A lo largo de mi relato traté de no mencionar demasiado a Moisés. Consideré que lo mejor era no aludir a la participación de mi amigo, pues no deseaba causarle problemas. Él me había apoyado de manera incondicional durante todo ese tiempo y hubiera sido una verdadera ingratitud de mi parte exponerlo ante Lara Pardo. Si las cosas terminaban mal —lo cual era probable— estaba dispuesto a cargar con toda la responsabilidad.
—¿La policía ya sabe esto? —quiso saber el jefe de redacción.
—No creo; al menos no todo lo que le he contado —respondí—. Aunque estoy seguro de que el capitán Linares, de la policía reservada, sospecha algo.
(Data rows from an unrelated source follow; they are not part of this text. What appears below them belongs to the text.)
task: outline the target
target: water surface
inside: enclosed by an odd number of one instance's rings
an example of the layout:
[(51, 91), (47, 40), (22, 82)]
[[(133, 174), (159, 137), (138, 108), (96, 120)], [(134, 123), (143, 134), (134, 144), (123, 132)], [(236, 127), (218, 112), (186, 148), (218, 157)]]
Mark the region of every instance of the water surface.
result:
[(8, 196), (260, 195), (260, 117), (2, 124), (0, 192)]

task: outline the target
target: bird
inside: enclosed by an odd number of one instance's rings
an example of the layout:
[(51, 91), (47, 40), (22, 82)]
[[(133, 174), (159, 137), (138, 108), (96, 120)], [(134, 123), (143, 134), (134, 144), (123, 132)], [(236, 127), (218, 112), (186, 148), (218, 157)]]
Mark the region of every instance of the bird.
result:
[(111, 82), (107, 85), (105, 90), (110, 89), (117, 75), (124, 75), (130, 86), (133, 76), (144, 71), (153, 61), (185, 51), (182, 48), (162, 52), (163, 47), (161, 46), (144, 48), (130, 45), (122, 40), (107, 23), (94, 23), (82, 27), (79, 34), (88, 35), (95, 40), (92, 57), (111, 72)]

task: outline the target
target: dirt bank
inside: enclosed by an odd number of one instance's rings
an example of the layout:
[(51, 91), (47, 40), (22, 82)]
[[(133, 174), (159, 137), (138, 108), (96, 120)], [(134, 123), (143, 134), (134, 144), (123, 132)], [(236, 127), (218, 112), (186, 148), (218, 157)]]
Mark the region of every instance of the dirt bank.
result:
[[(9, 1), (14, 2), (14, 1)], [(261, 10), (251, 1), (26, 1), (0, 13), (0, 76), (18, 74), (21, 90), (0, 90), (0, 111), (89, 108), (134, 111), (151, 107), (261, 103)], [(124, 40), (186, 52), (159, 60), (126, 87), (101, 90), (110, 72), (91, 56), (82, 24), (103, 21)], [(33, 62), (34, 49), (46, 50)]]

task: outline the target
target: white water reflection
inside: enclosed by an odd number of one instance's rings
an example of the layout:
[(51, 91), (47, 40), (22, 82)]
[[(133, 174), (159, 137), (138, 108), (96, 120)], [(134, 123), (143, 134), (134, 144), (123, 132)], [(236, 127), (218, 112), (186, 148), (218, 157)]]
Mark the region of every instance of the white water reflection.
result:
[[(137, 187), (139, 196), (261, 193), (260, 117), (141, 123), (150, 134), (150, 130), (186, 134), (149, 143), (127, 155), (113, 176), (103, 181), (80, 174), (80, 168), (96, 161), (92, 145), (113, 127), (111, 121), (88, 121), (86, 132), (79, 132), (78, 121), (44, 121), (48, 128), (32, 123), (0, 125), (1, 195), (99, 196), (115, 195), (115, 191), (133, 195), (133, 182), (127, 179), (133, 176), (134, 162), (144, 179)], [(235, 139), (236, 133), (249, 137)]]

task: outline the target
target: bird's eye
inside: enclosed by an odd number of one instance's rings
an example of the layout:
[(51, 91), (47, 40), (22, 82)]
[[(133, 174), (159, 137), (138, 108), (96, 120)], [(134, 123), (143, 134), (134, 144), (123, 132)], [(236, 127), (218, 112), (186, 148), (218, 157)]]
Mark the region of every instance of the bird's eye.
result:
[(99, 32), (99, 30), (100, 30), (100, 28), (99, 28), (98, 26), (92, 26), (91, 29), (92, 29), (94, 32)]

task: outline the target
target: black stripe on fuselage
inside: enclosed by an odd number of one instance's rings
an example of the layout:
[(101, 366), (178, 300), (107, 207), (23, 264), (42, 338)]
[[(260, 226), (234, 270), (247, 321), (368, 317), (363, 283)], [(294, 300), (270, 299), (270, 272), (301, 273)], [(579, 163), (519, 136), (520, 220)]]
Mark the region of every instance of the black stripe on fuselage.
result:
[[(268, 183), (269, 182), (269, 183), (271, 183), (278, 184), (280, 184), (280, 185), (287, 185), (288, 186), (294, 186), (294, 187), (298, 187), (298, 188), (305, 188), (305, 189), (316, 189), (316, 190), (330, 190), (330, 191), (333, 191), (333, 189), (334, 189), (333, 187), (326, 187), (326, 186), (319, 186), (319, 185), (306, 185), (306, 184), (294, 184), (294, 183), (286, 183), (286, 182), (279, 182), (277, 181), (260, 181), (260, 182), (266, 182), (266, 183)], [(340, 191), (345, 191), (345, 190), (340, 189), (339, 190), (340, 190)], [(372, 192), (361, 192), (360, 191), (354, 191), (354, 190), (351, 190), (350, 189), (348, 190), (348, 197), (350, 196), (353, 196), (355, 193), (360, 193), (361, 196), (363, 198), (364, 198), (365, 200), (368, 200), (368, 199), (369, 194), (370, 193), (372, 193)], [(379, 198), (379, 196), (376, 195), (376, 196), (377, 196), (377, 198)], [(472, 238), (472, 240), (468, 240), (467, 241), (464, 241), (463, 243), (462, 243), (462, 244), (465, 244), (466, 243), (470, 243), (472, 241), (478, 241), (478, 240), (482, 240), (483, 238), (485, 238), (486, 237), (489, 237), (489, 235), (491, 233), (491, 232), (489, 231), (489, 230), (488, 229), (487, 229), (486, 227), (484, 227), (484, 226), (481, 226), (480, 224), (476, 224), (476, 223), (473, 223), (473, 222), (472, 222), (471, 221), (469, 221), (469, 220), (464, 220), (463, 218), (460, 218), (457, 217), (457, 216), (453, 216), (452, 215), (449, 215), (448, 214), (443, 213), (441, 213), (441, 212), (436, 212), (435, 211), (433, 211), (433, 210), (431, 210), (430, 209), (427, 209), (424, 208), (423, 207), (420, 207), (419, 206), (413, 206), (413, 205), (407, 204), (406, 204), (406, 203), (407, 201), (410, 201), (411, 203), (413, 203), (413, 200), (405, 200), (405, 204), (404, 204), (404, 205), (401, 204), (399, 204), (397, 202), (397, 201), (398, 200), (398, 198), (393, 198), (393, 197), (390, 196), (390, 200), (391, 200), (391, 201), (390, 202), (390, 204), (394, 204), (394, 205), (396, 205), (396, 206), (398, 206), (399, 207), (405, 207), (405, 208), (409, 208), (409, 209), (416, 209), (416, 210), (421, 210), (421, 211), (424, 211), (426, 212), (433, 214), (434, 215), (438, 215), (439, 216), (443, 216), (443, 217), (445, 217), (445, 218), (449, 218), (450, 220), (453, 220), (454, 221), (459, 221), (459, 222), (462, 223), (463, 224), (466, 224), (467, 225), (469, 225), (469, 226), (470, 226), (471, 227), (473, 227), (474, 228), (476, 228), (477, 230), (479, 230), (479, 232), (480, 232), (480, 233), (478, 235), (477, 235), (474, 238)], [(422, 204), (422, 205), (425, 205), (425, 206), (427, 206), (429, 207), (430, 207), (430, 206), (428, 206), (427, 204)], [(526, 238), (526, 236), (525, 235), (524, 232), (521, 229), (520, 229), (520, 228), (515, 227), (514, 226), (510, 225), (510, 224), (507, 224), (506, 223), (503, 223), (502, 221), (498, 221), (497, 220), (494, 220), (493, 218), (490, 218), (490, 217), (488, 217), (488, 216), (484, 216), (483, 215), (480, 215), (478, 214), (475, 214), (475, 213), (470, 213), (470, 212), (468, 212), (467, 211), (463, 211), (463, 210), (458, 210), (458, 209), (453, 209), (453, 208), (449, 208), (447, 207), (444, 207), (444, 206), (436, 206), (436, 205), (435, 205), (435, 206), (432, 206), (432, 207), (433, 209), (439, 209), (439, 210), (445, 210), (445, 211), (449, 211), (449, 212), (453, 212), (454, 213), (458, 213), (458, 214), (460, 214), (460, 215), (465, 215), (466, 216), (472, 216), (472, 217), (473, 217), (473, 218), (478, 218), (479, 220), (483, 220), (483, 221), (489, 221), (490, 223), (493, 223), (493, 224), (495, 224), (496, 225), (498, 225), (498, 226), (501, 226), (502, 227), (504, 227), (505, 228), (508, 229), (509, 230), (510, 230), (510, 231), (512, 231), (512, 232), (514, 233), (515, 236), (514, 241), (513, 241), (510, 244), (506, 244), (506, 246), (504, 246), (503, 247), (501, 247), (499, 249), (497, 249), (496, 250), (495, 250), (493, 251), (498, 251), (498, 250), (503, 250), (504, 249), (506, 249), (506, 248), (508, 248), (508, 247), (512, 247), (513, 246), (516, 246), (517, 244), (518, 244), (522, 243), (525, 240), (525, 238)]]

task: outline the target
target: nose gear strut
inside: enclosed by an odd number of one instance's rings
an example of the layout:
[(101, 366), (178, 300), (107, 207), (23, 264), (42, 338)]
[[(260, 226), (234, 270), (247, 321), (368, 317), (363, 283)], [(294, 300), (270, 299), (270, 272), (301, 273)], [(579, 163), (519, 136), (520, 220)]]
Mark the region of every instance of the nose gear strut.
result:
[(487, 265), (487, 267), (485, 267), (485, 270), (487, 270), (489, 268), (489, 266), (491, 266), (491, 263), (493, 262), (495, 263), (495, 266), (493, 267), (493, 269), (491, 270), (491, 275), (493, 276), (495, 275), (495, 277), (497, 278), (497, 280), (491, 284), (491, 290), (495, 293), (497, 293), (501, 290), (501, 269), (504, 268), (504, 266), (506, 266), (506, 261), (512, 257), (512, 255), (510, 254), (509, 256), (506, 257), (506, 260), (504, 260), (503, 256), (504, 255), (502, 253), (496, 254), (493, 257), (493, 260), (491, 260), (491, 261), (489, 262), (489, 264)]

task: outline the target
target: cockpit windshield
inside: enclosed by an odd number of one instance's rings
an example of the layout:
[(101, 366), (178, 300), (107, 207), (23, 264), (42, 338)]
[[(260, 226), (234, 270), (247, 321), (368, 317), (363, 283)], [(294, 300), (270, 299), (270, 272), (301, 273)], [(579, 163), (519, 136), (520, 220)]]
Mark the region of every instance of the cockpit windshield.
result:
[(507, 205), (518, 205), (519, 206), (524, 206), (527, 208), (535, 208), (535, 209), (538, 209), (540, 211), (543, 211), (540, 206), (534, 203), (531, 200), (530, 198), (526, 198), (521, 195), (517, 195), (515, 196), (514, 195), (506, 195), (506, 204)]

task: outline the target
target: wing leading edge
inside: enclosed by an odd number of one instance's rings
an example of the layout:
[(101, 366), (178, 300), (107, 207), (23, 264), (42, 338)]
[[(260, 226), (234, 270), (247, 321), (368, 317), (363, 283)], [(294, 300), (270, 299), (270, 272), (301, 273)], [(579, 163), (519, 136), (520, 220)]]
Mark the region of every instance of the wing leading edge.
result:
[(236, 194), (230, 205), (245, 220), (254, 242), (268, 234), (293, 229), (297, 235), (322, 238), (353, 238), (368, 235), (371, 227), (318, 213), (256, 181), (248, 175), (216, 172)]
—¿Eh? ¿Qué pito o flauta toca Linares en esta historia? —se interesó Lara.
—Él me rescató de los secuestradores y pienso que ha intentado averiguar por su cuenta quién mató al teniente Urdaneta. Pero más bien lo ha hecho por Aurora, no porque le interese verdaderamente el asunto. Está enamorado de ella. Creo que haría cualquier cosa para quedar bien y que lo tomara en cuenta.
—¿Cualquier cosa? ¿Incluso matar a los asesinos de su hermano? —preguntó el jefe de redacción.
Existía esa posibilidad. Yo conocía muy bien las destrezas de Linares en esos terrenos.
—¿Usted cree que él mató al francés y a Gómez? —traté de sonsacar a Lara.
—No lo sé. Podría ser, pero solo es una suposición.
Lara Pardo permaneció en silencio durante unos minutos. Era obvio que estaba reflexionando sobre el caso. Su expresión se había vuelto un poco menos dura; sin embargo, aún había severidad en su mirada. Dejó de restregarse la barbilla y me miró fijamente.
—No tengo por qué creerle, Quintanilla —dijo al fin—. ¿Cómo sé que me está diciendo la verdad?
—Todo lo que le he dicho es cierto. No tendría por qué mentir. No obtendría nada al hacerlo.
Lara Pardo dio por terminada la reunión. Dijo que pensaría en lo que acaba de contarle y que, por lo pronto, estaba suspendido.
¡Suspendido! La palabra me cortó las alas del corazón. No esperaba algo así. Me puse de pie para dirigirme a la puerta. Pensé que no quedaba nada más por decir, pero cuando estaba a punto de abrir la puerta lo escuché gruñir su última encomienda.
—No se vaya sin antes redactar la nota sobre el globo dirigible. La quiero aquí en quince minutos. Cuando me la haya entregado, puede retirarse… ¡ah!, y no regrese hasta que lo mande llamar. ¿Entendió?